Plastometrex debuts MultiScale mechanical testing for thin components

Plastometrex, a developer of mechanical testing solutions based in Cambridge, UK, has debuted its MultiScale capability. This is designed to capture high-resolution mechanical property variation across thin, welded and complex geometries that may be inaccessible through conventional mechanical testing.
MultiScale was developed in response to a common gap in mechanical testing and enables engineers and materials scientists to:
- Test directly on components and specimens as thin as 0.75 mm without destructive sectioning
- Map mechanical properties across welds and complex geometries with 1.5 mm indent spacing, providing insight into local variations and process performance
As with the PLX-Benchtop, MultiScale is supported by Plastometrex’s ASTM-standardised PIP Testing (Profilometry-based Indentation Plastometry), a physics-based approach that extracts stress-strain curves from indentation test data using accelerated inverse finite element analysis. This testing methodology non-destructively gathers yield and ultimate tensile strength (UTS) data from an automated five-minute test. The standard indenter size in every PLX-Benchtop device is 1000 µm. With the addition of the MultiScale capability, users now have access to 250 µm and 500 µm indenters.

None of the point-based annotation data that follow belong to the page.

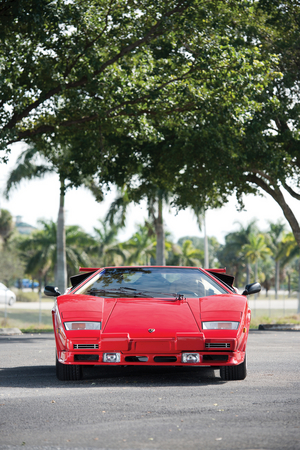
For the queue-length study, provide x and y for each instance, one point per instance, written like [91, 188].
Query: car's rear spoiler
[222, 276]
[79, 278]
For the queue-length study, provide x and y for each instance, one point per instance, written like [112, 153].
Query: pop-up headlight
[220, 325]
[82, 325]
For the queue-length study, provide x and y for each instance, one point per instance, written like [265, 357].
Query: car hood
[137, 316]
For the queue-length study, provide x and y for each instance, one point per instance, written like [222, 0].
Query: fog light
[111, 357]
[190, 358]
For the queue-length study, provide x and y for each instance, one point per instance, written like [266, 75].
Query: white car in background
[6, 295]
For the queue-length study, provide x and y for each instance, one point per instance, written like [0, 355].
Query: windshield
[157, 282]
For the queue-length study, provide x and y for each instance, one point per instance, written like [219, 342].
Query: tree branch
[277, 195]
[291, 191]
[152, 33]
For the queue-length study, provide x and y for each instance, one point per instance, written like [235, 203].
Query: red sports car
[146, 315]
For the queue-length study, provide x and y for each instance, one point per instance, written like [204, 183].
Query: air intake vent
[223, 358]
[136, 358]
[165, 358]
[85, 346]
[217, 345]
[89, 357]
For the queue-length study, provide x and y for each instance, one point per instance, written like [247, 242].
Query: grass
[29, 296]
[276, 317]
[28, 321]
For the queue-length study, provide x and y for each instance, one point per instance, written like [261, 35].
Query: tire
[66, 372]
[234, 372]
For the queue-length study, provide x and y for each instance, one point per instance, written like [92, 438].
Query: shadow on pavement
[44, 376]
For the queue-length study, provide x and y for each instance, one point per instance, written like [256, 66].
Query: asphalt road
[158, 408]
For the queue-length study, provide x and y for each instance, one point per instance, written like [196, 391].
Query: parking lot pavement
[146, 408]
[47, 306]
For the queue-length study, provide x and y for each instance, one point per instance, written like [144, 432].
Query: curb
[9, 331]
[279, 327]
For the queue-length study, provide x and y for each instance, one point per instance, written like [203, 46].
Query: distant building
[22, 227]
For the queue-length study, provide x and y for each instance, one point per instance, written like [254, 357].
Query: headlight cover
[220, 325]
[82, 325]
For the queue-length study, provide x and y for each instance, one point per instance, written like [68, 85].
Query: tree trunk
[298, 309]
[277, 195]
[248, 273]
[277, 264]
[160, 236]
[61, 270]
[206, 255]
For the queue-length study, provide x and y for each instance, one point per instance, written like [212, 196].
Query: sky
[39, 199]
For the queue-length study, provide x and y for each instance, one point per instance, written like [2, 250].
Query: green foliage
[39, 250]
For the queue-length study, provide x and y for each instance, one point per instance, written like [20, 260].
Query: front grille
[165, 358]
[217, 345]
[136, 358]
[223, 358]
[86, 357]
[85, 346]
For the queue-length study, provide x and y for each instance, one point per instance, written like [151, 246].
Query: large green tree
[82, 69]
[33, 164]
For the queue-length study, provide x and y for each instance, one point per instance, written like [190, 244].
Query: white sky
[39, 199]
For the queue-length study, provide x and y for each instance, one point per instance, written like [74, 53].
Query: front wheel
[234, 372]
[66, 372]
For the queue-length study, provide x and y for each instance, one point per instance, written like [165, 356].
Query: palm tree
[231, 254]
[6, 225]
[156, 198]
[289, 250]
[33, 164]
[200, 214]
[106, 247]
[142, 245]
[256, 250]
[275, 238]
[40, 250]
[190, 255]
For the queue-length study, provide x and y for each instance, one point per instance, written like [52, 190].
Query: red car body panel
[127, 324]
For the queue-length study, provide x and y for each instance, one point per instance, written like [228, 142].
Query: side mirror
[51, 291]
[252, 288]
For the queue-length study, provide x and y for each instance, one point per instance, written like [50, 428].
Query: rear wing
[222, 276]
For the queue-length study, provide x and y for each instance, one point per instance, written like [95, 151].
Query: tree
[105, 246]
[142, 246]
[155, 199]
[32, 163]
[39, 250]
[86, 70]
[231, 254]
[6, 226]
[256, 250]
[275, 236]
[190, 256]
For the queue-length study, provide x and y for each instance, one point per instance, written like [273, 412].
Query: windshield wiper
[136, 292]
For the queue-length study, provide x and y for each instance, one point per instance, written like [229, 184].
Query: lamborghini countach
[153, 316]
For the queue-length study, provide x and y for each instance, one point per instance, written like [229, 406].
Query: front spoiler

“We developed the MultiScale capability to give engineers access to the data they’ve been missing,” stated Dr Jimmy Campbell, CTO at Plastometrex. “Many of our users work with parts that are too thin or geometrically complex for conventional mechanical testing. We wanted to change that, to make it possible to test the untestable and capture reliable property data wherever it’s needed.”
According to the company, MultiScale has already been used by NASA to characterise local variations in mechanical properties within spaceflight components. By mapping stress-strain responses across an additively manufactured part, process-structure-property relationships were revealed. This information was said to inform manufacturing optimisation and reduce conservative safety factors. One reported finding was that yield strength fell by approximately 15% as wall thickness decreased: an insight which would have been missed by tensile testing.
Dr Mike Coto, CCO at Plastometrex, added, “MultiScale gives users the ability to zoom in on the fine details that drive overall performance. That level of resolution supports more efficient design decisions, whether that means adjusting print parameters, refining weld procedures, or reducing unnecessary safety margins while maintaining structural integrity.”
The MultiScale capability is now available to all PLX-Benchtop users through the CORSICA+ subscription.